Unbestechlich, warmherzig, analytisch:

Esther Vilar

Eine Nonkonformistin denkt die Gesellschaft von morgen

Wer ist Esther Vilar? Eine nachgewachsene Generation, der man das Hirn mit Soaps und Talk, mit “Big brother” und “Superstar” aus der Schädelkapsel geprügelt hat, könnte die Frage - achselzuckend - stellen. Gibt es ein neues Buch von ihr, so findet sich der Titel allenfalls kurzzeitig im Buchhandel. Das könnte daran liegen, dass Vilar unschmeichelhafte Wahrheiten ohne Umschweife auf den Punkt bringt. Sie lullt ihre Klientel nicht ein, bekräftigt niemanden in tröstenden Lebenslügen. Das unterscheidet sie von ihrer historischen Widersacherin, Alice Schwartzer, die - dem Profit verpflichtet wie eh und je - bis heute das verbreitet, von dem sie sicher sein darf, ihre Klientel werde es goutieren. Schwartzer war immer Geschäftsfrau. Vilar blieb immer Gewissensmensch.

Die Schriftstellerin Vilar wurde am 16. September 1935 als Tochter eines deutschen Landwirts und einer deutsch-jüdischen Mutter in Buenos Aires (Argentinien) geboren. Die Eltern flohen aus dem Deutschland der 30-er Jahre vor dem Nazi-Regime.

Kerl an der Leine:
Der dressierte Mann

Nach ihrem Studium der Medizin, Psychologie und Soziologie arbeitete Vilar zunächst  als Ärztin, später als Übersetzerin, Schriftstellerin sowie als Autorin für den Rundfunk.
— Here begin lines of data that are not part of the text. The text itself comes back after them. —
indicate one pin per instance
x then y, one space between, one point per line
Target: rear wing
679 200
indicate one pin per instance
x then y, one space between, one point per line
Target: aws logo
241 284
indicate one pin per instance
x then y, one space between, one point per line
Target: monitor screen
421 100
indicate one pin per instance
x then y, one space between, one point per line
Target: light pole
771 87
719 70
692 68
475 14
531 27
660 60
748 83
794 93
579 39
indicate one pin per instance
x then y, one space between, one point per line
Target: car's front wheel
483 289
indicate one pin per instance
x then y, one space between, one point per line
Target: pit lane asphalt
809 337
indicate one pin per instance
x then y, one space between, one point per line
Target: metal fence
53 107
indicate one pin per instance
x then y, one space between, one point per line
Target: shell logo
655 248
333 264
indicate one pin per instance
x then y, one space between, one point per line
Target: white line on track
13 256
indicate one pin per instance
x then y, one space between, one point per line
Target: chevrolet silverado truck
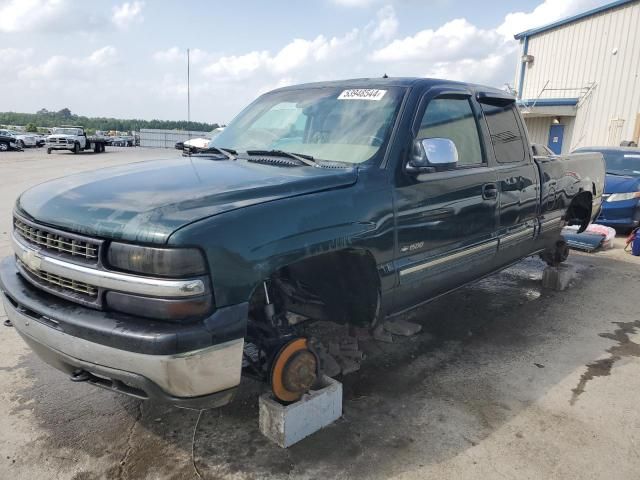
74 139
349 202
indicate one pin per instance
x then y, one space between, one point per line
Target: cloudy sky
127 59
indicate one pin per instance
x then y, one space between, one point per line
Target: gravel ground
506 380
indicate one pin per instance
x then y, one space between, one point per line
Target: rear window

Ihren Durchbruch als Schriftstellerin hatte sie spätestens 1971 mit ihrem polemisch-provokanten Sachbuch “Der dressierte Mann”. Dort vertritt sie die These, nicht die Frau werde vom Mann unterdrückt, sondern umgekehrt: der Mann durch die Frau. In einer Zeit, in der die Frauenrechtsbewegung gerade begann, eine von Mahatma Gandhi und Martin Luther King angeführte Menschenrechtsbewegung für die eigenen Zwecke zu instrumentalisieren und umzuwidmen, hätte eine solche Aussage für einen Mann den gesellschaftlichen Tod bedeutet.

Für Esther Vilar, die “Beschmutzerin des weiblichen Nests”, bedeutete das Buch eine unglaubliche Publicity, einen überragenden Verkaufserfolg. Den aktiv nach Änderung strebenden, überwiegend intellekt-betonten Männern wurde die Schriftstellerin zu einer lebenden Schutzheiligen. Kehrseiten? Ja. Morddrohungen und Hass-Bekundungen ohne Ende. Vilar hatte das bittersüße “Pflänzchen der Wahrheit” gesucht - und gefunden. Vilars “Dressierter Mann polarisierte die Gesellschaft der 70-er Jahre. - Man könnte denken, nun, in den ersten Jahren des 21.Jahrhunderts, habe sich das Thema weitgehend erschöpft. Denn zahlreiche Frauen der Industrienationen, so eine Mutmaßung, hätten selbstbewusstere, von einem neuen Ehrgefühl geleitete Modelle des Lebens gefunden. Und der Selbstfindungsprozess der “neuen Männer” sei in vollem Gang. Diese Einschätzung berücksichtigt nicht, dass es erneut starke “Trends in die Vergangenheit” gibt: Vor der Ölkrise von 1973 hatte sich der westdeutschen Gesellschaft ein großes Experimentierfeld eröffnet. Wirtschaftliche Blüte sorgte für die Freiheit, Neues zu erkunden und auf seine praktische Durchführbarkeit hin zu testen. Der Ölschock dürfte das Seine dazu beigetragen haben, diese jungen Pflänzchen der Soziologie zu ersticken. Im Jahr 2003 sieht es - mit globaler Wirtschaftskrise und Kriegsängsten - ganz ähnlich aus. Den Vertretern des politischen Konservatismus ermöglichen solche gesellschaftlichen Rahmenbedingungen, die “Argumente von gestern” erneut als hoffähig, als gesellschaftlich wünschenswert oder - am schlagkräftigsten - als “naturbürtig” - in mediale Szene zu setzen. So ist die Gefahr gering, dass Esther Vilars “Dressierter Mann” das Stadium seiner Überflüssigkeit erreicht hat. Leider. Und das eigentliche Thema des Buches bleibt zeitlos: der Umgang des Menschen mit den Phänomenen Freiheit und Gefangenschaft.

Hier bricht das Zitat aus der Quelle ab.